-
Notifications
You must be signed in to change notification settings - Fork 180
Description
Is the bug primarily related to salmon (bulk mode) or alevin (single-cell mode)?
Salmon
Describe the bug
Only u (unmapped) reads are labelled in the aux_info/unmapped.txt file, even when the log file indicates that many fragments were discarded because they are best-mapped to decoys.
To Reproduce
This GitHub repository details the motivation and full workflow of my pipeline: https://github.com/greenelab/2022-microberna/
To get the read files, I ran:
rule rnaseq_sample_download:
output:
reads="outputs/rnaseq_fastp/{sra}.fq.gz",
json = "outputs/rnaseq_fastp/{sra}.fastp.json",
html = "outputs/rnaseq_fastp/{sra}.fastp.html"
params: tmp_base = lambda wildcards: "inputs/tmp_raw/" + wildcards.sra
threads: 1
resources:
mem_mb=8000
run:
row = m.loc[m['experiment_accession'] == wildcards.sra]
fastqs = row['fastq_ftp'].values[0]
fastqs = fastqs.split(";")
if len(fastqs) == 1:
# single end data; download and stream directly to fastp for trimming.
fastq = fastqs[0]
shell("mkdir -p inputs/tmp_raw")
if not os.path.exists(params.tmp_base + ".fastq.gz"):
shell("wget -O {params.tmp_base}.fastq.gz ftp://{fastq}")
shell("fastp -i {params.tmp_base}.fastq.gz --json {output.json} --html {output.html} -R {wildcards.sra} --stdout | gzip > {output.reads}")
# check that the file exists, and if it does, remove raw fastq files
if os.path.exists(output.reads):
os.remove(params.tmp_base + ".fastq.gz")
else:
# paired end data; download both files, interleave, and then remove files
fastq_1 = fastqs[0]
fastq_2 = fastqs[1]
shell("mkdir -p inputs/tmp_raw")
if not os.path.exists(params.tmp_base + "_1.fastq.gz"):
shell("wget -O {params.tmp_base}_1.fastq.gz ftp://{fastq_1}")
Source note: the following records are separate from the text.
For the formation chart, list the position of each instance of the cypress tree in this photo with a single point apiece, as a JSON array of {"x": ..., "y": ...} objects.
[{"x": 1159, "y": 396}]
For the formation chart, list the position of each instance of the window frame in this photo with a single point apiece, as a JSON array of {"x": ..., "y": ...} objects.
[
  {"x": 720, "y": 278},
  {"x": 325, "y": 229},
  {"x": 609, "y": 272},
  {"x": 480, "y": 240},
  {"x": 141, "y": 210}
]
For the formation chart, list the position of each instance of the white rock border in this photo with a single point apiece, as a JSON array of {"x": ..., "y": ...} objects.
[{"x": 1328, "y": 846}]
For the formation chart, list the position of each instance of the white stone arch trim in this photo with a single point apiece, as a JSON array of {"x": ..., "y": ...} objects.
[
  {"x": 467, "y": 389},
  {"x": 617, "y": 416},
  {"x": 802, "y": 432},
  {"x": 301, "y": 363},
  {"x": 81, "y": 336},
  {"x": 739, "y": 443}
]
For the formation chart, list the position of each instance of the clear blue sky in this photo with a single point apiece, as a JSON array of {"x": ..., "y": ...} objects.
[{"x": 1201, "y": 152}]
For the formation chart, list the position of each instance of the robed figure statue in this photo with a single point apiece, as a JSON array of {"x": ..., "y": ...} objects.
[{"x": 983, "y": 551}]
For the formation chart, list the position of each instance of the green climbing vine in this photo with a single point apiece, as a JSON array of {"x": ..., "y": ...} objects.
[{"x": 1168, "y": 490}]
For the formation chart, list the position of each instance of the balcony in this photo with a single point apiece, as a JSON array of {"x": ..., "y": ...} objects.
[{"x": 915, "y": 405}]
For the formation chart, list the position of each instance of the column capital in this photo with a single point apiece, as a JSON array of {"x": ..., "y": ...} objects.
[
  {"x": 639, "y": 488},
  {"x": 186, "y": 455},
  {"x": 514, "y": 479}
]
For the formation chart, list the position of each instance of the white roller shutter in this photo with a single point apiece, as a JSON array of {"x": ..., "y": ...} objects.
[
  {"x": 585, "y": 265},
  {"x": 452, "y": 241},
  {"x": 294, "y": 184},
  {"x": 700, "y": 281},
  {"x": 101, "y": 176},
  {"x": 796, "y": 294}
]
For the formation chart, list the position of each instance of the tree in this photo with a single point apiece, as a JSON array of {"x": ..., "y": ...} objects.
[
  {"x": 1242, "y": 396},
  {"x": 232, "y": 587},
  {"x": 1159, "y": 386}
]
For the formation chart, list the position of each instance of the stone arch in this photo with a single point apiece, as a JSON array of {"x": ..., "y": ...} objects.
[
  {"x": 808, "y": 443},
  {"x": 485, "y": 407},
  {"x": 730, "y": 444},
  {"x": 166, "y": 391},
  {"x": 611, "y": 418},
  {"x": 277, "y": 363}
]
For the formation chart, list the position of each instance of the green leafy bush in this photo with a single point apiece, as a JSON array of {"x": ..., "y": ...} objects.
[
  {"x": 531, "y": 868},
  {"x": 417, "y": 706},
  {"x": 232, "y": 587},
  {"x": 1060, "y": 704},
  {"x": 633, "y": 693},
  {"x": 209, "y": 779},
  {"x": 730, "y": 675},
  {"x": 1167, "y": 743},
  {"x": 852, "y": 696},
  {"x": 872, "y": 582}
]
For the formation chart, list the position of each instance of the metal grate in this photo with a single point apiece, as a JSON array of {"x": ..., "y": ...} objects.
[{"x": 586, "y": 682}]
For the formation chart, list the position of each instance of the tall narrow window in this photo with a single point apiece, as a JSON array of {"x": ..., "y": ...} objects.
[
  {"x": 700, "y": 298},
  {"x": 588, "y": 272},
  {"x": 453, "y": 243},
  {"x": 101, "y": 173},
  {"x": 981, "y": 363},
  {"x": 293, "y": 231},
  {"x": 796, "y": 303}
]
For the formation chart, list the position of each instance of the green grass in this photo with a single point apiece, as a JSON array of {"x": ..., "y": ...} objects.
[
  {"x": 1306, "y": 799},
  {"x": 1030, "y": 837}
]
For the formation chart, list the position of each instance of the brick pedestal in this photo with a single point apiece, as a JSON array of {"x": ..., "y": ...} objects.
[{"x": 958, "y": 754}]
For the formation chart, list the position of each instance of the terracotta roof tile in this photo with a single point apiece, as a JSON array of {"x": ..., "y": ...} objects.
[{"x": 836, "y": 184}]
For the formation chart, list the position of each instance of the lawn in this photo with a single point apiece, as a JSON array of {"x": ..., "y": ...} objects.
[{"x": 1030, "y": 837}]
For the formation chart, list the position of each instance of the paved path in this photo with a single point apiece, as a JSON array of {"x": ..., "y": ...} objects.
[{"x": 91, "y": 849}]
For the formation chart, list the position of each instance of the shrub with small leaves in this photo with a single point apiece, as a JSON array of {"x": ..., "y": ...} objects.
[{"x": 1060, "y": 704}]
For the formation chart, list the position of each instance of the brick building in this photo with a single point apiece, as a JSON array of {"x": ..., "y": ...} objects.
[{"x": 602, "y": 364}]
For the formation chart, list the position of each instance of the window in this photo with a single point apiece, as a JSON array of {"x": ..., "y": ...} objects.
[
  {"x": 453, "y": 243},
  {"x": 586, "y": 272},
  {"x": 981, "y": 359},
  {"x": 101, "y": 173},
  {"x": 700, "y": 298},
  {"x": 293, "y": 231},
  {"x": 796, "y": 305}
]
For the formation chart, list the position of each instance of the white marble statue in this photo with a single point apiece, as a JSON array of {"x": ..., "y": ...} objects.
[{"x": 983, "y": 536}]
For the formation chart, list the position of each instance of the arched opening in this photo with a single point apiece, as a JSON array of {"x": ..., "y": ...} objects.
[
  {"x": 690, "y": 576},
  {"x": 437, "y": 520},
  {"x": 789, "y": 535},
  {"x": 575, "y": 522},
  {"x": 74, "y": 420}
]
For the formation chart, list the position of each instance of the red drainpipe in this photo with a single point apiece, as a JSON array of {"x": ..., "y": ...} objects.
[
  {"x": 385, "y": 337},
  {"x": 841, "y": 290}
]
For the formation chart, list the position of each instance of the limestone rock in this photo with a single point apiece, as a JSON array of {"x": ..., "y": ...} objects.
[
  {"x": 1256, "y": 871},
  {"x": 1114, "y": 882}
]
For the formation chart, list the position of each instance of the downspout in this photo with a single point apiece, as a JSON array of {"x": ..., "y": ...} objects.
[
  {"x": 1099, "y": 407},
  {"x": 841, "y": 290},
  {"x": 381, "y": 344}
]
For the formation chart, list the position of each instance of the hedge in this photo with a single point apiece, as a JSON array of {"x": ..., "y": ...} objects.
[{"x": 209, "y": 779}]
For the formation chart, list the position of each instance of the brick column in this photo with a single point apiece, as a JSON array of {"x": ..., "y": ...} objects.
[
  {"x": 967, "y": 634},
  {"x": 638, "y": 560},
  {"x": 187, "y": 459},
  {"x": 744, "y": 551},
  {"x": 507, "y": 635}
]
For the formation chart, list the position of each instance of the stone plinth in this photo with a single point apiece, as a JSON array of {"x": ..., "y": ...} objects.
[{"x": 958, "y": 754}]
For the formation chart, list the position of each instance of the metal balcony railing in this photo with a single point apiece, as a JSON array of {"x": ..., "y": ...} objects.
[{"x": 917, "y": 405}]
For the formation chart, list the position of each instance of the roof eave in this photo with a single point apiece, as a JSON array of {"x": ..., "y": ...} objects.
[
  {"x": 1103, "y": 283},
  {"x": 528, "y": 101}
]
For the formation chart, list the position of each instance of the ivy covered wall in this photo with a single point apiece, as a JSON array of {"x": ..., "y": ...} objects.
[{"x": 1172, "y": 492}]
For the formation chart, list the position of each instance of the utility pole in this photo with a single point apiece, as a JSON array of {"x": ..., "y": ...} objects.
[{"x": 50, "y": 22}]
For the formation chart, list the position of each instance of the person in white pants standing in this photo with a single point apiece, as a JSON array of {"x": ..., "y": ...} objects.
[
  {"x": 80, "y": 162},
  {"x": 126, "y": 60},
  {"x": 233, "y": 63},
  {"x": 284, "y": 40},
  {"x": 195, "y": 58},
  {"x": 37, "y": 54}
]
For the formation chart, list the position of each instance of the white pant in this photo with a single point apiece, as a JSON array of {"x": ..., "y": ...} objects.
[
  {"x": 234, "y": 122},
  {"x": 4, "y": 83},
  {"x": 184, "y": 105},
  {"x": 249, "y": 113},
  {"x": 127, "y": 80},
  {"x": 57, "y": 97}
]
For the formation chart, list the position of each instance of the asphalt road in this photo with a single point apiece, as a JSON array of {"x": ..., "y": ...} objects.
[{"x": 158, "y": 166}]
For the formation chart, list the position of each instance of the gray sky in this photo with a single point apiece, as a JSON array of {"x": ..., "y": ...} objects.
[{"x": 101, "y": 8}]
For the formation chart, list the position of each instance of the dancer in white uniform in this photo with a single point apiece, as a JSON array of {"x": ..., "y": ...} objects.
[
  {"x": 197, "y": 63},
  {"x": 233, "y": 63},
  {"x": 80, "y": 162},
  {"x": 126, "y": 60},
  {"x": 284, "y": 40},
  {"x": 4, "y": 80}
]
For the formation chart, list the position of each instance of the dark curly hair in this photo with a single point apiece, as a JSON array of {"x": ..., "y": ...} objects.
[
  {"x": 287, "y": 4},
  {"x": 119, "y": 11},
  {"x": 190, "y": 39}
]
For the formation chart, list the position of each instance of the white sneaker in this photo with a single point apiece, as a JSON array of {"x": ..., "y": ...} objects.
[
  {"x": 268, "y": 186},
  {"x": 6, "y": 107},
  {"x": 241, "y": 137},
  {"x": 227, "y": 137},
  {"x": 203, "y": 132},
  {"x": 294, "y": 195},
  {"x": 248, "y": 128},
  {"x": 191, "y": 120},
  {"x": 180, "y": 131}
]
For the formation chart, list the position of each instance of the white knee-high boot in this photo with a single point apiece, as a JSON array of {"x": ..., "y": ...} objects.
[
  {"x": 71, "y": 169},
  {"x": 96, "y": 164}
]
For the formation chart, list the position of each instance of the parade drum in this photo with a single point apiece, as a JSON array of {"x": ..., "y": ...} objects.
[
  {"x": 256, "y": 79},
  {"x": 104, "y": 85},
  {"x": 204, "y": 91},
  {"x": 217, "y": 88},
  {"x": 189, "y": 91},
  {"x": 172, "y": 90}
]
if not os.path.exists(params.tmp_base + "_2.fastq.gz"):
shell("wget -O {params.tmp_base}_2.fastq.gz ftp://{fastq_2}")
shell("fastp -i {params.tmp_base}_1.fastq.gz -I {params.tmp_base}_2.fastq.gz --json {output.json} --html {output.html} -R {wildcards.sra} --stdout | gzip > {output.reads}")
# check that the file exists, and if it does, remove raw fastq files
if os.path.exists(output.reads):
os.remove(params.tmp_base + "_1.fastq.gz")
os.remove(params.tmp_base + "_2.fastq.gz")
However, I think it would be fine to reproduce from untrimmed files:
wget ftp://ftp.sra.ebi.ac.uk/vol1/fastq/ERR436/001/ERR4363141/ERR4363141.fastq.gz
I generated the transcriptome by annotating all publicly available genomes for my species (Faecalibacterium prausnitzii_C). Using these annotations, I cut out coding domain sequences and nc/r/tRNAs and clustered the sequences at 95% identity. Then, I took the complement of these sequences (all the left over intergenic stuff) and designated these as decoys.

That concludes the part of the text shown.